Xerocomus bubalinus (Oolbekkink & Duin) Redeuilh

Sin: Boletus bubalinus Oolbekkink & Duin

 

Hoed 20-120 mm, halfbolvormig tot gewelfd dan uitspreidend, met iets ingebogen rand, jonge exemplaren vaak tamelijk donker, warm bruin met lichtere okerkleurige rand, later over het algemeen bleek oker- of geelbruin met blekere rand, nooit met somber bruine of olijf tinten; oppervlak jong typisch iets berijpt-fluwelig en dof, later mooi regelmatig aangedrukt viltig of fijnschubbig, niet of pas laat openbrekend, waarbij het bleek okerkleurige vlees zichtbaar wordt. Buisjes aangehecht tot aflopend, recht of iets buikig, tot 14 mm lang, geel dan groengeel, blauw verkleurend bij kneuzing. Poriën 1-2 per mm, rond dan onregelmatig hoekig, helder geel in jonge, verse exemplaren, dan vuilgeel, blauw verkleurend bij kneuzing. Steel 30-80 x 3-15 mm, cilindrisch, vaak naar voet in een puntje uitlopend, geeloker, tamelijk grof vezelig, soms met roze tinten in het middelste deel. Vlees roze in de zone direct onder de hoedhuid, verder wit tot gelig in de hoed en wittig in de steeltop, vaak bruinig in het onderste deel van de steel, heel typisch blauw verkleuren in de hoed in de zone net boven de buisjes en in het bovenste deel van de steel; soms met rode tinten in de steelvoet, die niet moeten worden verward met de rode puntjes van de Blozende fluweelboleet. Geur en smaak onbeduidend.

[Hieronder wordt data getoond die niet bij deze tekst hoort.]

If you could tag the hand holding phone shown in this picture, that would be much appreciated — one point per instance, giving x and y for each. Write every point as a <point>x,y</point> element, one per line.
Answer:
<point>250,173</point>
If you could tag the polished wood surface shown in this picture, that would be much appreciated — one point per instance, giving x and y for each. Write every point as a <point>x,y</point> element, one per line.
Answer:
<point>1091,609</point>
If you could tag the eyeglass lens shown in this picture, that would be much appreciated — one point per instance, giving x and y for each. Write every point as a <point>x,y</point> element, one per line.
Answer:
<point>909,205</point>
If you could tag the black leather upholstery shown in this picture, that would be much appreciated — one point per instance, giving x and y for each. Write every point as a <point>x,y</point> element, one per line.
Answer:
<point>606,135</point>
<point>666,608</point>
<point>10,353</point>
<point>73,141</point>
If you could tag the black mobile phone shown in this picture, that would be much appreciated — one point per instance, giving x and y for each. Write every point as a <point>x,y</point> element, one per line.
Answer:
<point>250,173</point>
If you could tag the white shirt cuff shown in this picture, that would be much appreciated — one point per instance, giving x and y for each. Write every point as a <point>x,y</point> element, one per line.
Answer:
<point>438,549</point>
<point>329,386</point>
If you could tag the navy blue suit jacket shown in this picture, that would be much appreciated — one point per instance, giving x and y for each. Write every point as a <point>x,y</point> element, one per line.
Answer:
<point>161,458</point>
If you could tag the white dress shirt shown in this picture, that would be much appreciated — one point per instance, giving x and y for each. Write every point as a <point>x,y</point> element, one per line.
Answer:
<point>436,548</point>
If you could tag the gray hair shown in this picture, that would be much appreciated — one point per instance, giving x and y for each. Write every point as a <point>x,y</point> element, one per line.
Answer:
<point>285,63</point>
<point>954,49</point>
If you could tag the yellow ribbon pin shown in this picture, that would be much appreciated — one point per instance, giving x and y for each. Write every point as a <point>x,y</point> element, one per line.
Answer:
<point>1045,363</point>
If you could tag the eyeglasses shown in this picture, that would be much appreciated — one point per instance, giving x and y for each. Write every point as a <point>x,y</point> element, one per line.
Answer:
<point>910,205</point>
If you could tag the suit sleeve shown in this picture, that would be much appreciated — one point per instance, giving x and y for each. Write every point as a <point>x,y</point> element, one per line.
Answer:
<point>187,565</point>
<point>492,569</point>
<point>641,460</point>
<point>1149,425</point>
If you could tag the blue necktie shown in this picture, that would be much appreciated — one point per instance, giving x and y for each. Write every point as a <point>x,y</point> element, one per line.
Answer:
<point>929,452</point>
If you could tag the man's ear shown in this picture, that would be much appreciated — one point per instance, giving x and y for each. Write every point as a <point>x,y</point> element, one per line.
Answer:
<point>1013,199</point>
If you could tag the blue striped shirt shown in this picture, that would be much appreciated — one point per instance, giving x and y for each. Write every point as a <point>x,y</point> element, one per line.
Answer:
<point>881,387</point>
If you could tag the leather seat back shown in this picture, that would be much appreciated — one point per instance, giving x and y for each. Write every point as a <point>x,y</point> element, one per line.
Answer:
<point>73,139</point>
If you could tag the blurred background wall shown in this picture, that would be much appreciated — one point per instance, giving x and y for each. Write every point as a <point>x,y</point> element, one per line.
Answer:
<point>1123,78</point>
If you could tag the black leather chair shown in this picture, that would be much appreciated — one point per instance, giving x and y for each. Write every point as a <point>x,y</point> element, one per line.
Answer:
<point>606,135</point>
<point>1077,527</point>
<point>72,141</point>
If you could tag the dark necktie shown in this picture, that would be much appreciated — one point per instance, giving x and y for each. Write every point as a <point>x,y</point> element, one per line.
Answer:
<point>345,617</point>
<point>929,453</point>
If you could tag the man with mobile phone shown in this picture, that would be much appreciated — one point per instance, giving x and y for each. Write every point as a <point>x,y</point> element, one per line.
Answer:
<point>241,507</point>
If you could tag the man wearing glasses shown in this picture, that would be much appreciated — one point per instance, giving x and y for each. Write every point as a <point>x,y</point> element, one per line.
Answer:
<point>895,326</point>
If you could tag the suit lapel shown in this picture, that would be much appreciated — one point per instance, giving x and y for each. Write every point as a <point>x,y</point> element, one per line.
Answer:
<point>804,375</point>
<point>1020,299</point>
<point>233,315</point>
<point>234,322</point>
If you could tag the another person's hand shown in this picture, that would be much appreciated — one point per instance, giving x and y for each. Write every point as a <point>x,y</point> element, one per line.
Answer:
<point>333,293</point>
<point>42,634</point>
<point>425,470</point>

Sporen 10.5-16.5 x 4.5-6.0 (-6.3) µm, av. 12.5-15 x 4.9-5.4, Q =2.2-3.5, Qav – 2.4-3.0, ellipsvormig met een duidelijk deukje boven de apiculus, bleek bruin in water met een iets verdikte wand. Hoedhuid een tot 200 μm dik, iets onregelmatig trichoderm van fijn tot grof geincrusteerd hyfen, met over het algemeen iets taps toelopende, torpedo vormige, relatief slanke eindcellen, 5-18 breed.

Ecologie en verspreiding.—Ectomycorrhiza vormend met loofbomen, voornamelijk Populier, soms met Linde of Eik, op humeuze, voedselrijke, zandige of lemige bodem. Verspreiding slecht bekend, maar in elk  geval redelijk algemeen in de binnenduinrand, vooral bij Abeel. Ook bekend uit Oostenrijk en Duitsland.

Deze fluweelboleet met opvallende kenmerken, is al ruim 15 jaar geleden beschreven door Oolbekkink en Van Duin (1991) maar is nooit echt goed bekend geworden. Toch is het een soort die, met enige oefening, goed in het veld al is te herkennen. Vooral de relatief  bleke, okerbruine hoed, vaak met een lichte rand, de relatief helder gele poriën, en de typische verkleuring van het vlees zijn daarbij goede hulpmiddelen. Bleke vormen van de Blozende fluweelboleet, X. communis, kunnen worden onderscheiden door de aanwezigheid van rode puntjes in de steelvoet en een ander verkleuringpatroon van het vlees, vooral door het ontbreken van de rozerode verkleuring van het bovenste hoedvlees. De relatief slanke sporen, die gemiddels een Q-waarde hebben groter van 2.5, vormen een goed aanvullend microscopisch verschil.